The fundamental operations include:

• Addition and Subtraction: Matrices of the same dimensions can be added or subtracted by adding or subtracting their corresponding elements.
• Multiplication: The number of columns in the first matrix must equal the number of rows in the second for multiplication to be defined.
• Determinant: A special number calculated from a square matrix, essential for various applications including the focus of this exercise.

Understanding these operations is vital for working through more complex matrix problems. Always remember to check the size and arrangement of matrices before performing these operations.

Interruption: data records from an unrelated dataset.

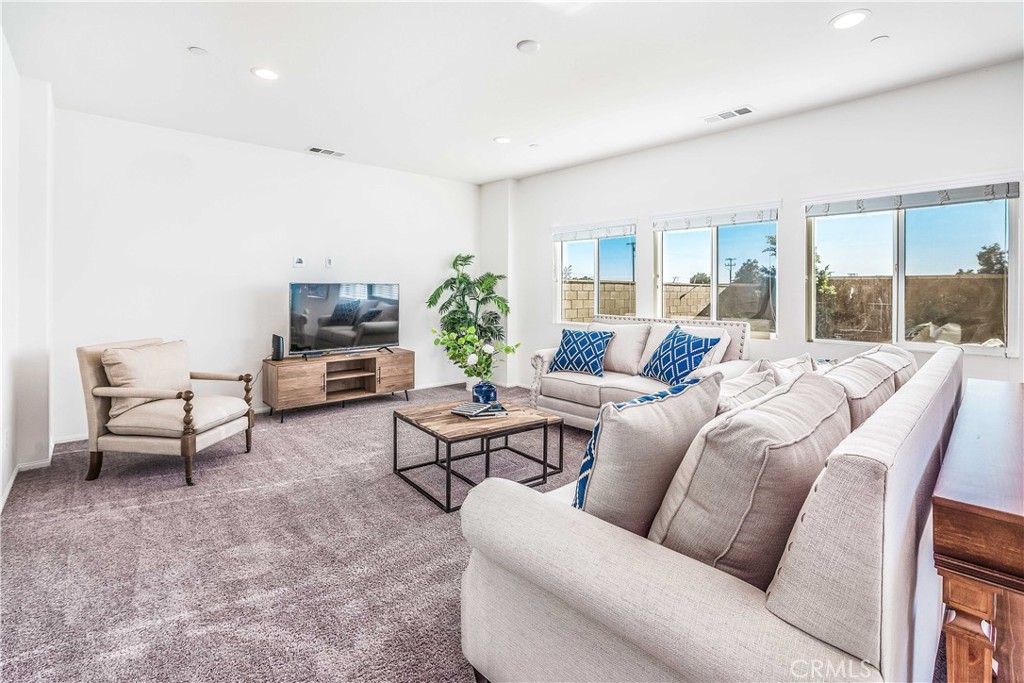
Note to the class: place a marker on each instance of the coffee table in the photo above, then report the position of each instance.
(449, 429)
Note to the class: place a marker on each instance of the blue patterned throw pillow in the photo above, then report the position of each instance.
(344, 312)
(582, 351)
(677, 356)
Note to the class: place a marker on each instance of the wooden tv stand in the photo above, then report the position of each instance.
(334, 379)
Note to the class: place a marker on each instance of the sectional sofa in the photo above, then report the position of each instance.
(553, 593)
(577, 397)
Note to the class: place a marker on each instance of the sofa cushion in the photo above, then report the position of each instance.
(165, 417)
(867, 381)
(578, 387)
(785, 370)
(630, 387)
(344, 312)
(737, 493)
(677, 356)
(744, 388)
(154, 367)
(582, 351)
(901, 360)
(624, 484)
(625, 347)
(389, 312)
(369, 315)
(658, 331)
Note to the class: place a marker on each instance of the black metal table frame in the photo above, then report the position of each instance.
(485, 451)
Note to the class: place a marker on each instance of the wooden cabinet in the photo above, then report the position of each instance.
(331, 379)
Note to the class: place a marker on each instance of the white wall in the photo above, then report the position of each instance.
(160, 232)
(957, 127)
(9, 120)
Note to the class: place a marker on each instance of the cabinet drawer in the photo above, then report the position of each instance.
(300, 384)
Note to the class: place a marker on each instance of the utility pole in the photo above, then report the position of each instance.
(729, 262)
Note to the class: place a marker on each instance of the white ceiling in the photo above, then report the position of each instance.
(424, 87)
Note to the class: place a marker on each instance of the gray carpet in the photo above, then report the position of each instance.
(303, 560)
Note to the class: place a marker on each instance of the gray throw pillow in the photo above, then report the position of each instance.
(737, 492)
(637, 446)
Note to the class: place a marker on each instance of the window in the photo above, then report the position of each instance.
(929, 267)
(601, 256)
(735, 250)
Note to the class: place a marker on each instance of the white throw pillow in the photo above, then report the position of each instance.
(155, 367)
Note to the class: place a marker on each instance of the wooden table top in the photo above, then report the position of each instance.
(437, 421)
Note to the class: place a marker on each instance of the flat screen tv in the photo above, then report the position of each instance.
(333, 317)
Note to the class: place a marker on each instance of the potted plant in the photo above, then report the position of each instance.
(475, 356)
(471, 321)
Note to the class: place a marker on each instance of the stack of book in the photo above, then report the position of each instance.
(480, 411)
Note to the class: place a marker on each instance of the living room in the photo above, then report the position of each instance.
(155, 185)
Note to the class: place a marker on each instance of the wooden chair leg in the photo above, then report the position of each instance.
(95, 464)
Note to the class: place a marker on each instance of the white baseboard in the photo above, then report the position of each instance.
(6, 491)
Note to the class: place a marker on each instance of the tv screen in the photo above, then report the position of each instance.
(342, 316)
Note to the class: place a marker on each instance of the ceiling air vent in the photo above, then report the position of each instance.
(725, 116)
(325, 153)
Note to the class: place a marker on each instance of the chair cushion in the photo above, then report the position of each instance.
(165, 418)
(620, 390)
(154, 367)
(744, 388)
(578, 387)
(677, 356)
(625, 347)
(868, 379)
(582, 351)
(737, 493)
(624, 484)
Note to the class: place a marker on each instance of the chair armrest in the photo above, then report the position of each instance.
(728, 369)
(129, 392)
(541, 361)
(702, 623)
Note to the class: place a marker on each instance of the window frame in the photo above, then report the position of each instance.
(1013, 345)
(714, 227)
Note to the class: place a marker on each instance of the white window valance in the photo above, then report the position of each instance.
(612, 229)
(998, 190)
(757, 213)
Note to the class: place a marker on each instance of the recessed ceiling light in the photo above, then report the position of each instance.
(850, 18)
(527, 46)
(264, 73)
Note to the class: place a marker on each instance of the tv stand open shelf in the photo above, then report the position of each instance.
(335, 379)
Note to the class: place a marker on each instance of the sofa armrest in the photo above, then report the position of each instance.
(702, 623)
(729, 370)
(131, 392)
(541, 361)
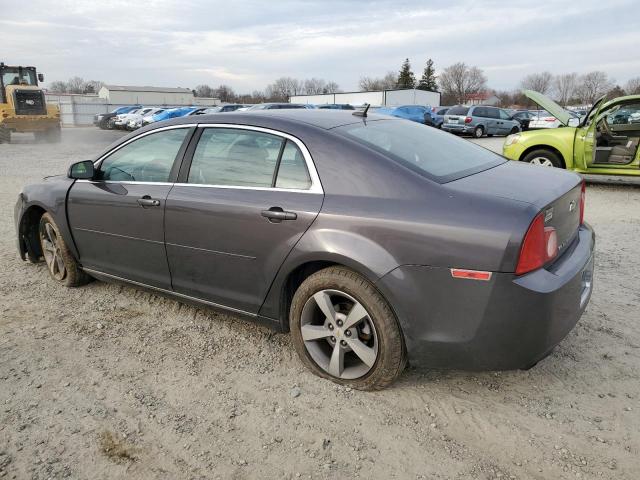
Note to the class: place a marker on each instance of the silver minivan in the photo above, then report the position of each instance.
(479, 120)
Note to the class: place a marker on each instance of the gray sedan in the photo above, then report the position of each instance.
(374, 240)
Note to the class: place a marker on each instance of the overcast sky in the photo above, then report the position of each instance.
(247, 44)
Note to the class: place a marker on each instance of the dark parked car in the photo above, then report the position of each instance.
(415, 113)
(438, 114)
(106, 121)
(373, 240)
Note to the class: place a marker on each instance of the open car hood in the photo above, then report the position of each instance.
(549, 105)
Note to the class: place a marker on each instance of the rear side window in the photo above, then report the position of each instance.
(234, 157)
(458, 111)
(292, 171)
(433, 154)
(148, 159)
(246, 158)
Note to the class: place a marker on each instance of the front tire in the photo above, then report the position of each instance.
(345, 331)
(544, 158)
(61, 264)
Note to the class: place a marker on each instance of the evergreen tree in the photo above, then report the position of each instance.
(428, 80)
(406, 79)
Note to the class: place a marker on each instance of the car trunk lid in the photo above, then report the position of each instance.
(553, 191)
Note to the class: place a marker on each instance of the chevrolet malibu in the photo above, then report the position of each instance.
(373, 240)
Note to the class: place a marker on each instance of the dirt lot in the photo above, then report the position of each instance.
(110, 382)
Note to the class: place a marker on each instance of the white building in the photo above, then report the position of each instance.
(377, 98)
(131, 95)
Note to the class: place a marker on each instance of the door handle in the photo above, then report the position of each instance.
(276, 215)
(147, 201)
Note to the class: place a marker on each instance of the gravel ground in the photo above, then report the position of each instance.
(107, 381)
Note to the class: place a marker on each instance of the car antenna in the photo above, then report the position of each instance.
(362, 113)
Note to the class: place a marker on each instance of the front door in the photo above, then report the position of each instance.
(117, 219)
(247, 198)
(612, 138)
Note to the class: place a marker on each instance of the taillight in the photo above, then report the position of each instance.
(540, 245)
(583, 197)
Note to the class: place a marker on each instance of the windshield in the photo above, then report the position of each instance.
(429, 152)
(12, 76)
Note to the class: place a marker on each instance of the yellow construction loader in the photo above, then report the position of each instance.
(23, 107)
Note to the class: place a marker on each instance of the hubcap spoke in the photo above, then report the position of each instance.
(314, 332)
(336, 364)
(364, 353)
(356, 315)
(324, 303)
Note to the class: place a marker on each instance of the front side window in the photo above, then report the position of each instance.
(234, 157)
(148, 159)
(426, 151)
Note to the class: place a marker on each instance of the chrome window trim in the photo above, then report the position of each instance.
(316, 185)
(97, 163)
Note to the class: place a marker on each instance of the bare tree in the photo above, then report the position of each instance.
(565, 87)
(93, 86)
(538, 82)
(331, 87)
(459, 80)
(225, 93)
(58, 87)
(632, 87)
(75, 85)
(314, 86)
(593, 85)
(283, 88)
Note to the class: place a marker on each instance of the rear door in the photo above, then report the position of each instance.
(244, 198)
(117, 219)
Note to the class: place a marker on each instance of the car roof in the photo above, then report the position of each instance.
(321, 118)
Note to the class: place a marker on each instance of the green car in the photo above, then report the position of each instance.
(605, 141)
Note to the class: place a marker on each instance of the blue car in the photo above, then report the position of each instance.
(173, 113)
(415, 113)
(438, 115)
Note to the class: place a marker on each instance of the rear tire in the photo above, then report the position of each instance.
(543, 157)
(61, 264)
(376, 336)
(5, 134)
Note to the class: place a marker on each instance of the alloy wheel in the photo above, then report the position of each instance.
(51, 251)
(542, 161)
(339, 334)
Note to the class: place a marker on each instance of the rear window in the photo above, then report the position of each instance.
(427, 151)
(458, 111)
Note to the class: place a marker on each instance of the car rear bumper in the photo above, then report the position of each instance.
(505, 323)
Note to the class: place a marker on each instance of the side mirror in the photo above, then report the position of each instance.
(82, 170)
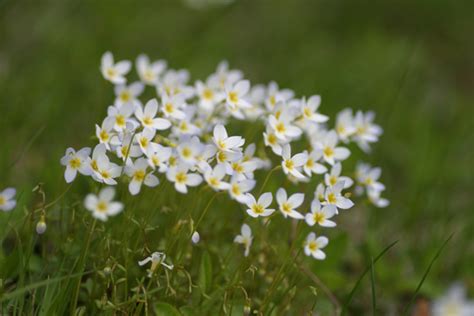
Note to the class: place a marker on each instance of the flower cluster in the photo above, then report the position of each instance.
(7, 201)
(181, 134)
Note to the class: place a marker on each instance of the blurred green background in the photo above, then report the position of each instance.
(410, 61)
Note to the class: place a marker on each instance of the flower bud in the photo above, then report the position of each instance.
(195, 238)
(41, 226)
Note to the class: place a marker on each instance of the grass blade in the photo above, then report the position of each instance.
(351, 294)
(438, 253)
(372, 283)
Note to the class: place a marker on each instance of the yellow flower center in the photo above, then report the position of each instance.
(313, 246)
(207, 94)
(233, 97)
(286, 207)
(328, 151)
(280, 127)
(272, 140)
(94, 165)
(104, 136)
(105, 174)
(148, 75)
(147, 120)
(172, 161)
(340, 129)
(184, 126)
(144, 142)
(319, 218)
(124, 150)
(155, 160)
(181, 177)
(236, 190)
(289, 164)
(75, 163)
(139, 175)
(214, 181)
(221, 156)
(237, 167)
(187, 153)
(102, 206)
(125, 96)
(332, 198)
(361, 130)
(120, 120)
(111, 72)
(169, 107)
(272, 100)
(257, 208)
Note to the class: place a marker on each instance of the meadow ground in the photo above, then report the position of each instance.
(409, 61)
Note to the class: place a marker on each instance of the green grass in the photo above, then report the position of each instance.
(410, 61)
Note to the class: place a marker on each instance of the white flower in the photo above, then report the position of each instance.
(195, 238)
(366, 132)
(76, 161)
(335, 176)
(453, 303)
(156, 259)
(312, 165)
(148, 117)
(238, 189)
(282, 127)
(345, 124)
(272, 141)
(288, 205)
(260, 207)
(182, 179)
(331, 153)
(7, 201)
(215, 176)
(292, 165)
(121, 116)
(224, 142)
(245, 238)
(309, 109)
(148, 72)
(104, 170)
(321, 215)
(158, 156)
(104, 132)
(102, 206)
(333, 196)
(138, 173)
(314, 245)
(320, 192)
(115, 73)
(127, 148)
(235, 94)
(127, 96)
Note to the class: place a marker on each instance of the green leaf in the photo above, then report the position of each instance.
(205, 272)
(165, 309)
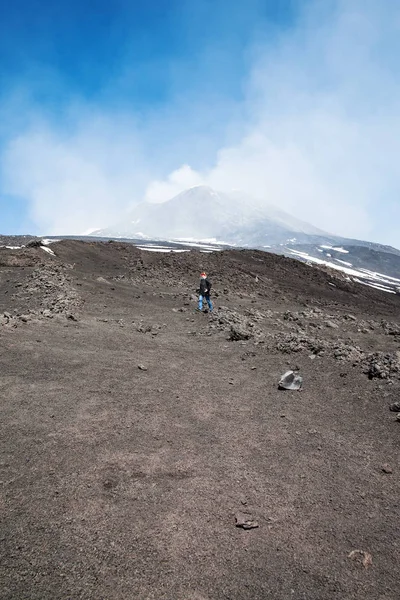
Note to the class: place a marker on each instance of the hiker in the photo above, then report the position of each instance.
(204, 291)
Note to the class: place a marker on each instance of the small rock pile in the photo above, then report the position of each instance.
(50, 290)
(380, 365)
(240, 327)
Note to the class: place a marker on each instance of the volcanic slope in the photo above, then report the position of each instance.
(134, 430)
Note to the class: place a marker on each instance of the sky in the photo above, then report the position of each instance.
(104, 104)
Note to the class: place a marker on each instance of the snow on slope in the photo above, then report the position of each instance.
(373, 279)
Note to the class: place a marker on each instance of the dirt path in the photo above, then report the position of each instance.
(120, 483)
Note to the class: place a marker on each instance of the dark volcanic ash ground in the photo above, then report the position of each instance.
(140, 439)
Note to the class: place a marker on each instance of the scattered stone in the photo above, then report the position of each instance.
(245, 521)
(290, 381)
(364, 558)
(387, 469)
(382, 366)
(238, 333)
(71, 317)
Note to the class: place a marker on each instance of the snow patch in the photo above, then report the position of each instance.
(48, 250)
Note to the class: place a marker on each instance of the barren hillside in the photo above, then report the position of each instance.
(137, 434)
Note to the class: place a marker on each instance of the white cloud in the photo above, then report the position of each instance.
(320, 137)
(180, 179)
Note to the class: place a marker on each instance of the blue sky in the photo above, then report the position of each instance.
(105, 103)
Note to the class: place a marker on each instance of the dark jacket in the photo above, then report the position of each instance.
(205, 287)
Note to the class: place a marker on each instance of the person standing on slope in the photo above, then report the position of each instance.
(205, 288)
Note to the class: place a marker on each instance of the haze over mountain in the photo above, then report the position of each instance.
(203, 213)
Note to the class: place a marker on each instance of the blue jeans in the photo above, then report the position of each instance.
(207, 297)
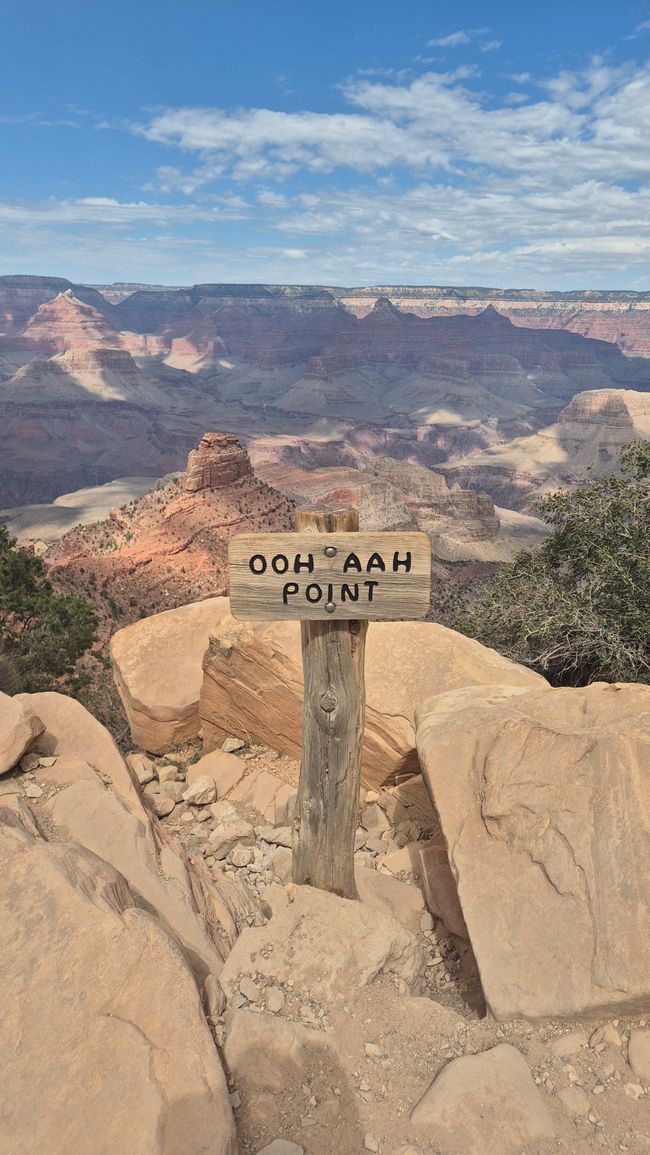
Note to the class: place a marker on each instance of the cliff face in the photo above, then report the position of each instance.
(170, 546)
(590, 433)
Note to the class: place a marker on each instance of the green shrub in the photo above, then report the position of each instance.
(577, 609)
(42, 633)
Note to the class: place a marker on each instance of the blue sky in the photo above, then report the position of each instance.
(320, 141)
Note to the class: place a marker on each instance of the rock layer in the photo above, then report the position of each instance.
(543, 798)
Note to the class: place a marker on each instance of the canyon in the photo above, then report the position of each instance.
(103, 384)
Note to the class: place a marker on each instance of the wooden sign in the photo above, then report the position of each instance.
(343, 576)
(333, 579)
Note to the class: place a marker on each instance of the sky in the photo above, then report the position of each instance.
(337, 142)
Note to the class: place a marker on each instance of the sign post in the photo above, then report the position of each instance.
(334, 586)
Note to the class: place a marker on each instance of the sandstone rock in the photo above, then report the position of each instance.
(94, 1050)
(263, 1052)
(225, 770)
(253, 685)
(230, 831)
(231, 745)
(400, 900)
(74, 736)
(218, 461)
(142, 767)
(201, 791)
(162, 805)
(157, 670)
(282, 1147)
(156, 870)
(440, 886)
(284, 804)
(639, 1053)
(480, 1095)
(532, 789)
(328, 946)
(19, 729)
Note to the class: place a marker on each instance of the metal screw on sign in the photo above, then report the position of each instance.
(357, 579)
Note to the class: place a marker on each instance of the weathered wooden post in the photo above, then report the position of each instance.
(334, 710)
(333, 587)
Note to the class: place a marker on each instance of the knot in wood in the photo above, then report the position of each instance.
(329, 701)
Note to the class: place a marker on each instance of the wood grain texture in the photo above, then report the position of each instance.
(288, 576)
(333, 728)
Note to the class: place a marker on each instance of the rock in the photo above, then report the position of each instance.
(225, 770)
(20, 727)
(400, 900)
(263, 1052)
(275, 835)
(240, 856)
(569, 1044)
(75, 737)
(328, 946)
(404, 861)
(157, 671)
(228, 833)
(532, 789)
(275, 999)
(173, 790)
(574, 1100)
(282, 862)
(253, 685)
(249, 990)
(282, 1147)
(201, 792)
(94, 1050)
(142, 767)
(479, 1095)
(639, 1053)
(155, 869)
(259, 790)
(166, 773)
(284, 804)
(162, 805)
(374, 819)
(231, 745)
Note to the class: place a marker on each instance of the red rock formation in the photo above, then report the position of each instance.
(67, 322)
(170, 546)
(219, 461)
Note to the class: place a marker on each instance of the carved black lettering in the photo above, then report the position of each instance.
(405, 561)
(308, 565)
(351, 563)
(290, 587)
(279, 564)
(371, 588)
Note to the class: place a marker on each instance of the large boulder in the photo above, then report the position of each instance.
(104, 1042)
(543, 797)
(253, 685)
(484, 1103)
(325, 947)
(20, 727)
(157, 671)
(72, 734)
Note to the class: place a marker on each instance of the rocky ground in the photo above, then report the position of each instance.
(356, 1059)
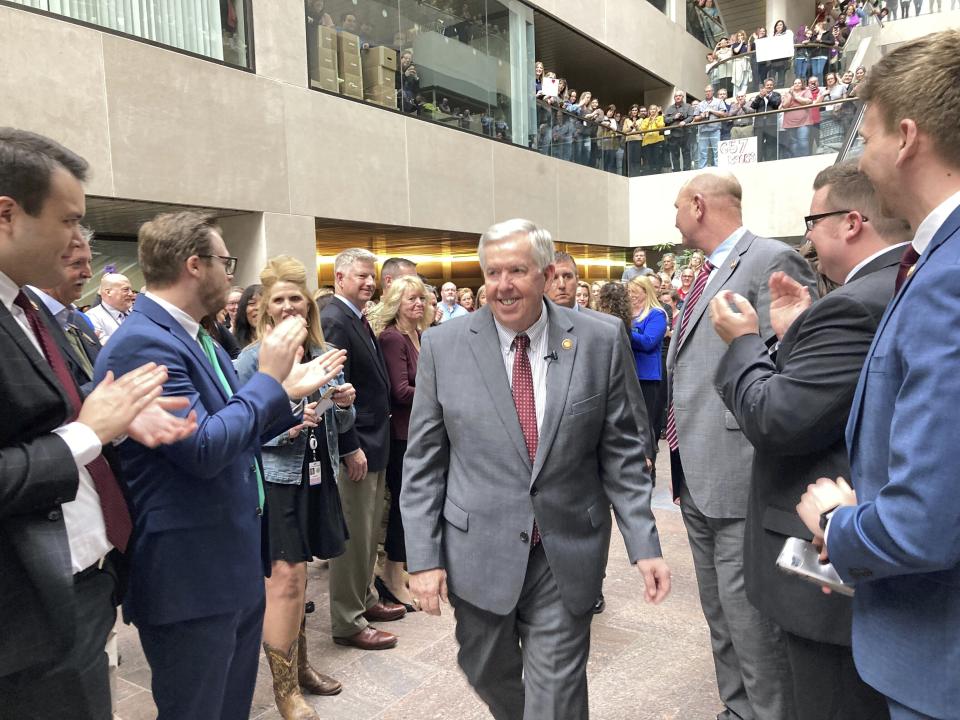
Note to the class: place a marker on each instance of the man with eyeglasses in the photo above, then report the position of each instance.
(792, 404)
(196, 591)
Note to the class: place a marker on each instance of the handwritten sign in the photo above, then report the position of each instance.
(741, 151)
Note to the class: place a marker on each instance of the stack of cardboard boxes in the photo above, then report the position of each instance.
(324, 74)
(351, 78)
(379, 76)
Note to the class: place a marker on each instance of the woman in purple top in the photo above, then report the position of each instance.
(399, 320)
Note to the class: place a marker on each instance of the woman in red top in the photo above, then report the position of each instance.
(399, 320)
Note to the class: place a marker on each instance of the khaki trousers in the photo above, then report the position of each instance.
(351, 574)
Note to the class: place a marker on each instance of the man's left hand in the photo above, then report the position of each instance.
(155, 425)
(820, 497)
(729, 323)
(656, 579)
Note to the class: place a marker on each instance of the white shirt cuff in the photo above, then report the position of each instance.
(83, 442)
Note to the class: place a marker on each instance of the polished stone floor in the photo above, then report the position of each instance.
(646, 662)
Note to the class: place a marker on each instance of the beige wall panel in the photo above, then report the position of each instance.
(618, 210)
(525, 185)
(346, 160)
(769, 208)
(280, 45)
(583, 197)
(450, 178)
(189, 131)
(293, 235)
(53, 85)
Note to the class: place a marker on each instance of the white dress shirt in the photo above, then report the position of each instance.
(536, 352)
(83, 516)
(106, 320)
(932, 222)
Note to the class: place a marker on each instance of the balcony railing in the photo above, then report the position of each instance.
(819, 128)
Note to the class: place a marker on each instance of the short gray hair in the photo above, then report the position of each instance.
(541, 243)
(351, 256)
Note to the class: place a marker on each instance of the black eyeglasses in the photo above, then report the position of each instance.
(230, 263)
(811, 220)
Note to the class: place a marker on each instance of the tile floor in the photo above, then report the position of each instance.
(646, 663)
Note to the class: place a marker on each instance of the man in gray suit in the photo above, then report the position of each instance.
(522, 436)
(713, 477)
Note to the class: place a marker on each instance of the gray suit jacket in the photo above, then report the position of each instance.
(716, 456)
(470, 493)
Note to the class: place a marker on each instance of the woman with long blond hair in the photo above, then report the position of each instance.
(305, 518)
(399, 321)
(647, 330)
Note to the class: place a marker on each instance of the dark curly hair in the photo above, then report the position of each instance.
(615, 301)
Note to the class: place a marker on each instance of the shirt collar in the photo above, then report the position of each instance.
(932, 222)
(58, 309)
(191, 326)
(356, 310)
(8, 290)
(863, 263)
(720, 253)
(534, 332)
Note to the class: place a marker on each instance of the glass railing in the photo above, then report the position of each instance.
(744, 74)
(798, 131)
(217, 29)
(820, 128)
(463, 65)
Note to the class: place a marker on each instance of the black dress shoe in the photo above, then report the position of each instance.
(385, 594)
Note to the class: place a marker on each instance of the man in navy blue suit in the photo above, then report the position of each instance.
(898, 537)
(196, 589)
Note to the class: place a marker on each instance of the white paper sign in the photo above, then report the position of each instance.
(740, 151)
(774, 48)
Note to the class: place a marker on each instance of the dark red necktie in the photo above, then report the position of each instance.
(526, 404)
(116, 516)
(909, 259)
(673, 440)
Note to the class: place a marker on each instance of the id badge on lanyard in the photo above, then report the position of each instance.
(315, 468)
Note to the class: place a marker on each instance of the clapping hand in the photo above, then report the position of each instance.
(788, 299)
(306, 378)
(732, 323)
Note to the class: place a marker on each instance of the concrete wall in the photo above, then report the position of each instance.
(160, 126)
(770, 208)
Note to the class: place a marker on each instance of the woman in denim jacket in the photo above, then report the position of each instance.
(305, 518)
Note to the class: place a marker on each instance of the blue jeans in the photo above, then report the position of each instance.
(706, 142)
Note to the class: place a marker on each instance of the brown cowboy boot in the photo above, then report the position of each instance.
(286, 691)
(310, 680)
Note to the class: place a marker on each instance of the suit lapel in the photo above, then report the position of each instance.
(161, 317)
(485, 344)
(715, 284)
(559, 372)
(946, 231)
(36, 359)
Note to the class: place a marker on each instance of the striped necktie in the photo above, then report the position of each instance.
(688, 304)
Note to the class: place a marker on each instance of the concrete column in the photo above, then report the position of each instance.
(279, 41)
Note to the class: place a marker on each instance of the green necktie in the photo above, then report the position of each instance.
(206, 342)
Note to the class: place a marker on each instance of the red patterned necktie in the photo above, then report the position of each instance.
(688, 304)
(909, 259)
(526, 404)
(116, 516)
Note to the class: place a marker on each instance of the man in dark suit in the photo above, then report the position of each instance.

Calculating the determinant is a pivotal aspect of matrix algebra. Determinants give us a scalar value that can provide insights into matrix properties like invertibility, eigenvalues, and orientation. For a 2x2 matrix, the determinant calculation is straightforward:
Given a 2x2 matrix \[ \begin{pmatrix} a & b \ c & d \end{pmatrix}, \]the determinant \( \text{det} \) is computed as:

• \( \text{det} = ad - bc \)

So, for our example, the minor determinant is calculated as \((2)(5) - (4)(-2)\), resulting in 18. This minor's determinant helps determine cofactor values used further in larger determinant evaluations. While simple matrices have an easy calculation, larger matrices require more complex operations, where determinants of smaller matrices (minors) combine to evaluate the whole. Mastering determinant calculations, especially for different matrix sizes, can significantly advance your understanding of matrix algebra.